Oggi, in quest'isola, è accaduto un miracolo. L'estate è cominciata in anticipo. Ho messo il letto vicino alla piscina e ho fatto il bagno fino a tarda ora. Era impossibile dormire. Bastava restare fuori dalla piscina due o tre minuti perché l'acqua che doveva proteggermi dalla spaventosa calma si convertisse in sudore. All'alba mi svegliò un fonografo. Non potevo tornare al museo a prendere le mie cose. Fuggii per i dirupi. Ora sono nei bassi paludosi a sud dell'isola, tra piante acquatiche, indignato con le zanzare, immerso in ruscelli sporchi o nel mare fino alla cintura, e mi accorgo di avere anticipato assurdamente la mia fuga. Può darsi che quella gente non mi stia cercando; forse non mi hanno visto. Ma mi abbandono ormai al mio destino: sono sprovvisto di ogni cosa, confinato nell'angolo piú povero dell'isola, tra pantani che il mare sopprime una volta alla settimana.

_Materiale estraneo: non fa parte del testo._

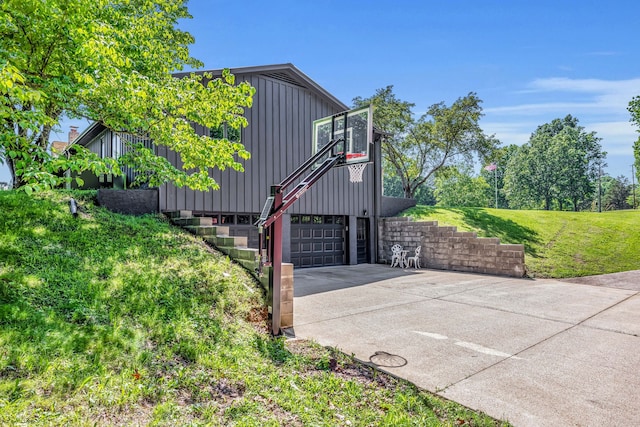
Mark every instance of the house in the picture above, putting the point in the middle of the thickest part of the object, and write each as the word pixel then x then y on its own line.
pixel 334 223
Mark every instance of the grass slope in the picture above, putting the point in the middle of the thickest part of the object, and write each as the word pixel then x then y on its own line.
pixel 557 244
pixel 107 319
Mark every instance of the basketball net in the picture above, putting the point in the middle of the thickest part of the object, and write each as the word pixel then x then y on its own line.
pixel 355 171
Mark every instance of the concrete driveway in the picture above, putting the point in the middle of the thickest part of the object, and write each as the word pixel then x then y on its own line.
pixel 533 352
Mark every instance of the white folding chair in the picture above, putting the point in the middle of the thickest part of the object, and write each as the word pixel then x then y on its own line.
pixel 415 259
pixel 396 255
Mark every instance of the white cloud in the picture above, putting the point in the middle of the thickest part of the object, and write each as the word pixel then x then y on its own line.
pixel 600 105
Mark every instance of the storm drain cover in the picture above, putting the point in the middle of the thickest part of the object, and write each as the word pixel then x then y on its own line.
pixel 387 360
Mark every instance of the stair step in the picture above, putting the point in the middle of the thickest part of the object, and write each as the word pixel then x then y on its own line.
pixel 179 214
pixel 193 221
pixel 248 254
pixel 208 230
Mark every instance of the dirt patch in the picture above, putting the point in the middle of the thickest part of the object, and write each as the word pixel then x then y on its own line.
pixel 341 365
pixel 629 280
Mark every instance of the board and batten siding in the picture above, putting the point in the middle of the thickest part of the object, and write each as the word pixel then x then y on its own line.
pixel 279 140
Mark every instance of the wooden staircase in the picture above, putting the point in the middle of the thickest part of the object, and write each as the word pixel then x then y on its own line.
pixel 236 248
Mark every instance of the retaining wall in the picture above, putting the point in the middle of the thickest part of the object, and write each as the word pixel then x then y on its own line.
pixel 446 248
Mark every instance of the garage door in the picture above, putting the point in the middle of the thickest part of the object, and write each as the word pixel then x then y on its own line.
pixel 317 240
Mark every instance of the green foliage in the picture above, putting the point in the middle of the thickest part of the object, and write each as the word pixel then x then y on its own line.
pixel 393 188
pixel 110 61
pixel 457 187
pixel 616 193
pixel 559 163
pixel 107 319
pixel 416 149
pixel 557 244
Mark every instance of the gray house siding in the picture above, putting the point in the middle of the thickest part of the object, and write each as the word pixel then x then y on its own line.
pixel 281 118
pixel 279 138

Scrivo per lasciare una testimonianza di questo miracolo ostile. Se tra qualche giorno non muoio annegato, oppure lottando per la mia libertà, mi propongo di scrivere la Difesa presso i Sopravvissuti e un Elogio di Malthus. Attaccherò, in quelle pagine, i setacciatori dei boschi e dei deserti; dimostrerò che il mondo, grazie al perfezionamento della polizia, dei documenti, del giornalismo, della radiotelefonia, delle dogane, rende irreparabile qualsiasi errore della giustizia, e diventa un inferno unanime per i perseguitati. Finora non sono riuscito a scrivere altro che questa pagina, che ieri non prevedevo. Quante occupazioni ci sono nell'isola solitaria! Come è insuperabile la durezza del legno! Quanto è piú grande lo spazio che l'uccello inquieto!

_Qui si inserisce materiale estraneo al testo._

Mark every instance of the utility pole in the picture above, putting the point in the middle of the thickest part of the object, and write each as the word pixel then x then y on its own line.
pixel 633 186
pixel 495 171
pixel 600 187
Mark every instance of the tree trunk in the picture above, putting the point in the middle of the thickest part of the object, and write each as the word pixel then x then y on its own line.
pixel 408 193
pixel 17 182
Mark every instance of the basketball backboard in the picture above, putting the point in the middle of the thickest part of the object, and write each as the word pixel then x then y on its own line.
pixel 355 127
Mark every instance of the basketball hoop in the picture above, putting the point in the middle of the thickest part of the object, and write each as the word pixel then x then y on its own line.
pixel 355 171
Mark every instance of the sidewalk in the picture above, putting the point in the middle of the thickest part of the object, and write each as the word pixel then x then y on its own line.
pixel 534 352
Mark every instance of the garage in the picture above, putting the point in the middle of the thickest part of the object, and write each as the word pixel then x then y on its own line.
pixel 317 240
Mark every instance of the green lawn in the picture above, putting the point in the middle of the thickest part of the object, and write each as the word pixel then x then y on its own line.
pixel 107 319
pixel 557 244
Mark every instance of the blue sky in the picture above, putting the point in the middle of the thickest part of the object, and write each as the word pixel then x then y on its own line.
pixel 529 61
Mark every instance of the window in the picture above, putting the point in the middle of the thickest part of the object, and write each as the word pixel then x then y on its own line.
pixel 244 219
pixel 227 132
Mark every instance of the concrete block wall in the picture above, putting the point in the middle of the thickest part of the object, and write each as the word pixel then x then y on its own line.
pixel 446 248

Un italiano, che vendeva tappeti a Calcutta, mi diede l'idea di venire qui; disse (nella sua lingua):

"Per un perseguitato, per lei, c'è solo un posto nel mondo, ma in quel posto non si vive. È un'isola. Alcuni bianchi vi hanno costruito, verso il 1924, un museo, una cappella, e una piscina. Le costruzioni sono terminate, abbandonate."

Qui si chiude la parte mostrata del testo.